La vicenda di Oscar Giannino è piccola cosa rispetto alle enormità che si sentono e che si sono sentite negli ultimi anni tra le quattro mura domestiche di questo scandaloso Paese. È una piccola (ma seppur piccola, deprimente) cosa con un finale tuttavia dignitoso, perché quando si ammettono pubblicamente le proprie responsabilità e si fa un passo indietro – questo va detto – la dignità, almeno quella, è messa in salvo.

In questa piccola storia c’è però l’impronta di un archetipo italiano che ben segnala il tratto distintivo di questa epoca di regresso culturale. Si chiama peccato di vanità. “Sei tu, il mio vero io, che elogio in vece mia” diceva Shakespeare in un sonetto. È del tutto evidente che la vanità sia propria dei leader di tutte le epoche e di tutte le latitudini, un attributo che ha assunto toni spiccati in particolare in certe figure storiche di dittatori e che spesso si è accompagnata alla menzogna. Vanità e menzogna vanno di pari passo, almeno quanto menzogna e politica. Ha già scritto Hannah Arendt che “la menzogna deliberata e la totale bugia usati come mezzi per realizzare fini politici sono stati con noi fin dagli inizi della storia tramandata. La verità non è mai stata inserita fra le virtù politiche e le menzogne sono state sempre considerate come mezzi giustificabili dell’azione politica”. Ma il compiacimento di sé che tracima nella bugia spudorata sono invece caratteri tipici del nostro tempo. E nel parlare di “tempo” intendo un tempo “politico”.

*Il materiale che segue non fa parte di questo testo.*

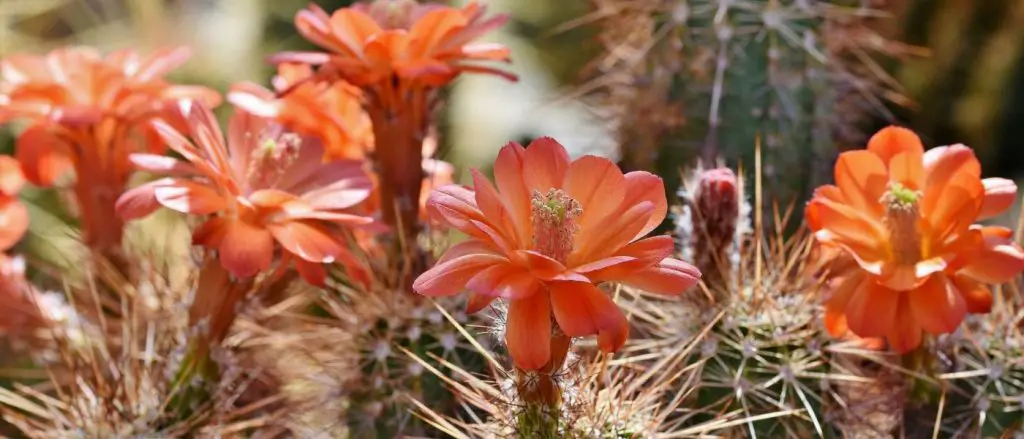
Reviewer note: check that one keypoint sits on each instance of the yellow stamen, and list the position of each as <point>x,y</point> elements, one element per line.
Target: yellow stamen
<point>271,159</point>
<point>554,217</point>
<point>902,215</point>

Assuefatti a nefandezze di ogni genere, oggi gli italiani attribuiscono alla parola ‘menzogna’ un valore molto più leggero che in passato. In un paese come gli Stati Uniti in cui la democrazia ha un peso specifico diverso che da noi, un presidente come Bill Clinton rischiò una procedura di impeachment non per aver avuto l’arcifamosa relazione extraconiugale con Monica Lewinsky, bensì per averla negata, e quindi per avere, in una parola, mentito. Ciò che gli americani non potevano sopportare non era tanto la presunta offesa alla morale. Lo scandalo stava nella bugia che il presidente aveva rifilato alla nazione. Il peccato insanabile, quello che lo estrometteva dall’opportunità di continuare a fare politica, era la falsità delle sue affermazioni.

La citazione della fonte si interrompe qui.